Я заглядываю в самую глубину карих глаз, а она заглядывает в мои. Боже, какой мудрый взгляд, она как будто тысячу лет прожила на свете. И там, далеко в глубине, клянусь, я разглядела взрослую женщину, которой она станет. Высокая и стройная. Гордая. С красивой прической. И она помнит слова, что я вложила ей в голову. Помнит, даже став взрослой женщиной.
И тут она произносит их, именно так, как надо.
— Я добрая, — говорит она. — Я умная. Я важный человек.
Прижимаю к себе маленькое горячее тельце. Я словно получила от нее драгоценный подарок.
— Спасибо, Малышка.
— Пожалуйста, — вежливо отвечает она, как я ее учила. Потом опускает голову мне на плечо, и мы обе плачем, пока в кухню не заходит мисс Лифолт.
— Эйбилин…
— Мисс Лифолт, вы… уверены, что…
Следом появляется мисс Хилли. Мисс Лифолт виновато отводит глаза:
— Простите, Эйбилин. Хилли, если хочешь… подавай в суд, это твое дело.
Мисс Хилли пренебрежительно фыркает:
— Не хочется время терять.
Мисс Лифолт с облегчением вздыхает. На миг наши взгляды встречаются, и я понимаю, что Хилли права. Мисс Лифолт не понимает, что глава вторая — именно о ней. А если что и заподозрила, то никогда не осмелится в этом признаться даже самой себе.
Мягко отстраняю Мэй Мобли. Она переводит взгляд с меня на свою мать — глаза совсем больные и сонные. Она будто с ужасом представляет следующие пятнадцать лет своей жизни, а потом вздыхает — мол, слишком устала, чтобы думать об этом. Опускаю ее на пол, целую в лоб и делаю шаг назад.
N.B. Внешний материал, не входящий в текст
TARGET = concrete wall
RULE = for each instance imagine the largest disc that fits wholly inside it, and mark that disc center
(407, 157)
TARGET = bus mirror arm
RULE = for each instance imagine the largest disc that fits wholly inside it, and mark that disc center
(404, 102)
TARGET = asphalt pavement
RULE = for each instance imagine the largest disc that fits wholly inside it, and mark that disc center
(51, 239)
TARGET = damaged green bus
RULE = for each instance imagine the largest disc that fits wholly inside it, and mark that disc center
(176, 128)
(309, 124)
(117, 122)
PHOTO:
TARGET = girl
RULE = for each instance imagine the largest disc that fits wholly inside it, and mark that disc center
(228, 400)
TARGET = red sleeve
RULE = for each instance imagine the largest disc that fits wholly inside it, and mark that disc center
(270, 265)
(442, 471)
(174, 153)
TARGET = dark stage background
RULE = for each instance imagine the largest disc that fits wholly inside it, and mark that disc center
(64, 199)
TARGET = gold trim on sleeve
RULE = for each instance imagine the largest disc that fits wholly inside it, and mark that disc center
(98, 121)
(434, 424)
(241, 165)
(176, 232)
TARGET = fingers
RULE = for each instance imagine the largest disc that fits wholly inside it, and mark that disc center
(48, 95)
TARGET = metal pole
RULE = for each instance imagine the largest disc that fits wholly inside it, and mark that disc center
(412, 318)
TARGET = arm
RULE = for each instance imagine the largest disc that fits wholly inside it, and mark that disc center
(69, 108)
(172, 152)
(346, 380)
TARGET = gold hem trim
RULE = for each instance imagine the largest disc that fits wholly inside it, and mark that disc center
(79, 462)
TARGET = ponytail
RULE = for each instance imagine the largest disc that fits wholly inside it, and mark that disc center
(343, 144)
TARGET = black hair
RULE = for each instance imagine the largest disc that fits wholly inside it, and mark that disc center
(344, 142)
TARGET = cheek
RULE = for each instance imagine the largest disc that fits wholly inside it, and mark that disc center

Иду за своей сумкой, надеваю пальто.
Выхожу через заднюю дверь под раздирающие сердце рыдания Мэй Мобли. Иду по дорожке и тоже плачу — я знаю, как сильно буду скучать по своей Малышке. Господи, сделай так, чтобы мама любила ее чуть больше. Но в то же время меня охватывает странное чувство: я теперь свободна — как Минни. Я свободнее мисс Лифолт, которая настолько запугана, что даже не узнает себя в книжке. И гораздо свободнее мисс Хилли. Эта женщина всю оставшуюся жизнь будет пытаться убедить людей, что не ела тот злополучный торт. Вспоминаю про Юл Мэй. Мисс Хилли, она тоже в тюрьме, своей собственной, только срок у нее — пожизненный.
Восемь тридцать утра, я иду по тротуару и не знаю, чем занять оставшийся день. Оставшуюся жизнь. Я горько плачу, и проходящая мимо белая леди неодобрительно косится в мою сторону. В газете будут платить десять долларов в неделю, есть деньги за книгу, и, может, она еще немного принесет. Но этого не хватит на всю оставшуюся жизнь. В прислуги меня больше никто не возьмет, раз уж мисс Лифолт и мисс Хилли объявили меня воровкой. Мэй Мобли была моим последним белым ребенком. А я только-только купила новую униформу.